Most lenders check your credit record when you apply for a loan, but some are still willing to consider your application even if you have had problems managing your finances in the past.
We asked the experts to find out the best types of loans for consolidating debt for people with poor credit.
RATE SEARCH: Get Cash Using Your Home Equity A debt consolidation loan is a personal loan that pays off multiple debts, such as credit cards and student loans.
Please only apply if you are aged 18 to 65, employed or self employed with a income of more than £800 a month.
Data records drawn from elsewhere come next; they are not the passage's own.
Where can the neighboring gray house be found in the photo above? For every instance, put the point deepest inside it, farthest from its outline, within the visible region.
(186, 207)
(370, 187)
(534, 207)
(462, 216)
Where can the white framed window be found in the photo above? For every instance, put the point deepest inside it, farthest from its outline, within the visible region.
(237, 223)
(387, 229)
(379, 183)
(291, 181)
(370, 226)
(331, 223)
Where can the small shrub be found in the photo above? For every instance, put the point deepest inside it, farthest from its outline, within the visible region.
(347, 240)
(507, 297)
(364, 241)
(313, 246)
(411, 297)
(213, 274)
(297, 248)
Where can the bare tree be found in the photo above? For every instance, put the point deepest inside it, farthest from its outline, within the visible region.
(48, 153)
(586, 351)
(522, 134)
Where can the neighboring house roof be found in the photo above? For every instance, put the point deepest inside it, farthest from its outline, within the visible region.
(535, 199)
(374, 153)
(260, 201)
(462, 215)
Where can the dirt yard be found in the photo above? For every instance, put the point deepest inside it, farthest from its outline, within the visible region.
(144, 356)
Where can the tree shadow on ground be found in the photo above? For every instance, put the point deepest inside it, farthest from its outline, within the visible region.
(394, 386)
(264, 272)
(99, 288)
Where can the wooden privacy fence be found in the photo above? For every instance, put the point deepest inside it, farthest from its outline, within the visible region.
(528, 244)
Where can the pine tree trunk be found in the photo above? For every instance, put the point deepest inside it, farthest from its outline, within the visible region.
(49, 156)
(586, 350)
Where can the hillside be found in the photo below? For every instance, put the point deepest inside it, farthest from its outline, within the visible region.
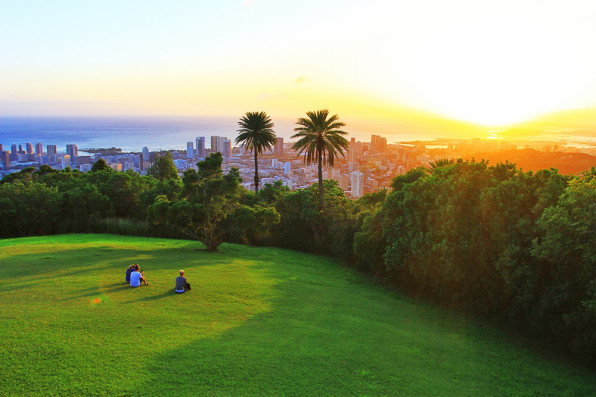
(534, 160)
(257, 321)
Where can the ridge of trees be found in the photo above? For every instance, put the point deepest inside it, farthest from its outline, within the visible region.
(518, 247)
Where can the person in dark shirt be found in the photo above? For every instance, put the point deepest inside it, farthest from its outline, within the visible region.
(136, 277)
(181, 284)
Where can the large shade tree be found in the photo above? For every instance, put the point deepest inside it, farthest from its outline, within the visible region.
(321, 138)
(256, 133)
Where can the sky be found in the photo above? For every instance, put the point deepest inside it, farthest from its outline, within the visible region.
(480, 62)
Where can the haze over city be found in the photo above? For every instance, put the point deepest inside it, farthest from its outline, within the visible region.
(473, 67)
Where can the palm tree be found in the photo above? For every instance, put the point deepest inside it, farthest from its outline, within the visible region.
(256, 133)
(320, 137)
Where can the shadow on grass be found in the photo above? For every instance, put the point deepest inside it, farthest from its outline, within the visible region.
(351, 339)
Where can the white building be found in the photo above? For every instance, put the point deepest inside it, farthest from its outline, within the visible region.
(65, 161)
(190, 153)
(357, 179)
(200, 149)
(227, 149)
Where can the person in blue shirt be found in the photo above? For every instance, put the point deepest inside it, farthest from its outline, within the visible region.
(128, 271)
(136, 277)
(181, 284)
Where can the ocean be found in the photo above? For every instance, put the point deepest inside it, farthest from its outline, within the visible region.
(127, 133)
(134, 133)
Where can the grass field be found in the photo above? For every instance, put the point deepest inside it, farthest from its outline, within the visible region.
(257, 321)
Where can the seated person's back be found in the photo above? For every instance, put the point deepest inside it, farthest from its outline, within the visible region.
(181, 283)
(136, 277)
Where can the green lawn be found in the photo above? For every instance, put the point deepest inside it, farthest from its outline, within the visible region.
(257, 321)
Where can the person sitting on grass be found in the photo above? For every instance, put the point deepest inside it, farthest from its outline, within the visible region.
(128, 271)
(181, 284)
(136, 277)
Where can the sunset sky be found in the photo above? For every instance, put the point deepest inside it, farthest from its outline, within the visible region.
(490, 63)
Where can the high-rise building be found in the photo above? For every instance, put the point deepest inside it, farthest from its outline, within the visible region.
(217, 143)
(6, 159)
(72, 150)
(66, 161)
(354, 151)
(357, 179)
(279, 146)
(200, 149)
(378, 143)
(227, 149)
(14, 153)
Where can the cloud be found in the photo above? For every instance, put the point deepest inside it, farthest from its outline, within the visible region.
(302, 79)
(266, 96)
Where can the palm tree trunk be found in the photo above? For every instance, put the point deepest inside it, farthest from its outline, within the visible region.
(256, 174)
(321, 203)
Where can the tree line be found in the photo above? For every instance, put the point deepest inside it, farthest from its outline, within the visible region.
(513, 246)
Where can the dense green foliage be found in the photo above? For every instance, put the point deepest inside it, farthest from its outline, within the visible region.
(517, 247)
(258, 321)
(510, 245)
(256, 134)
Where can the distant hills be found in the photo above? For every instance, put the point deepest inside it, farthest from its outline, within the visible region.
(531, 159)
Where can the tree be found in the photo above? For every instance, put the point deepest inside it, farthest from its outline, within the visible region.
(320, 137)
(210, 209)
(163, 168)
(256, 134)
(100, 165)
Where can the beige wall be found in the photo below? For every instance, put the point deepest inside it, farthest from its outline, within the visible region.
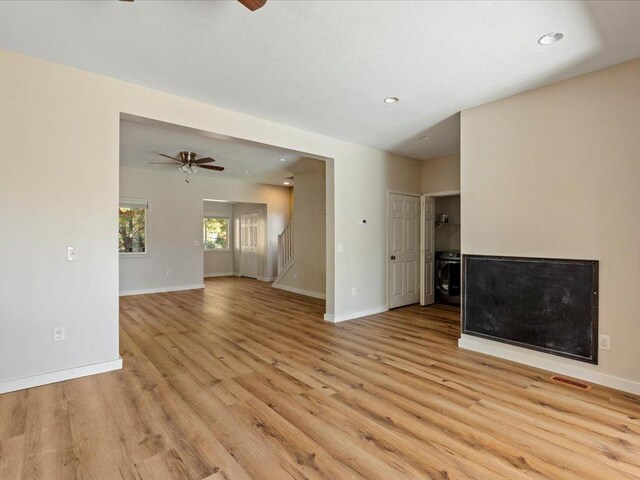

UK credit is a specialist no fee guarantor loan provider, they can lend to you even if your guarantor is not a home owner.
If you have a guarantor who is tenant they can help you borrow from £1,000 - £6,000.
The loan is paid back with a single monthly payment at a fixed rate for a period of 24-60 months.
If you have debt with high interest rates you know that a large amount of your monthly payment goes towards interest. Debt consolidation loans are a great way for people to get a low interest loan to pay off high-interest debt.
However, federal PLUS loans do require that borrowers not have an adverse credit history, which is defined by Fin Aid as “being more than 90 days late on any debt, or having any Title IV debt within the past five years subjected to default determination, bankruptcy discharge, foreclosure, repossession, tax lien, wage garnishment or write-off.” For private lenders, your credit score is usually a key factor in determining not only student loan approval, but also the attached interest rate.
In other words, the better your score, the better your rate.
A debt consolidation loan may be a great option for you.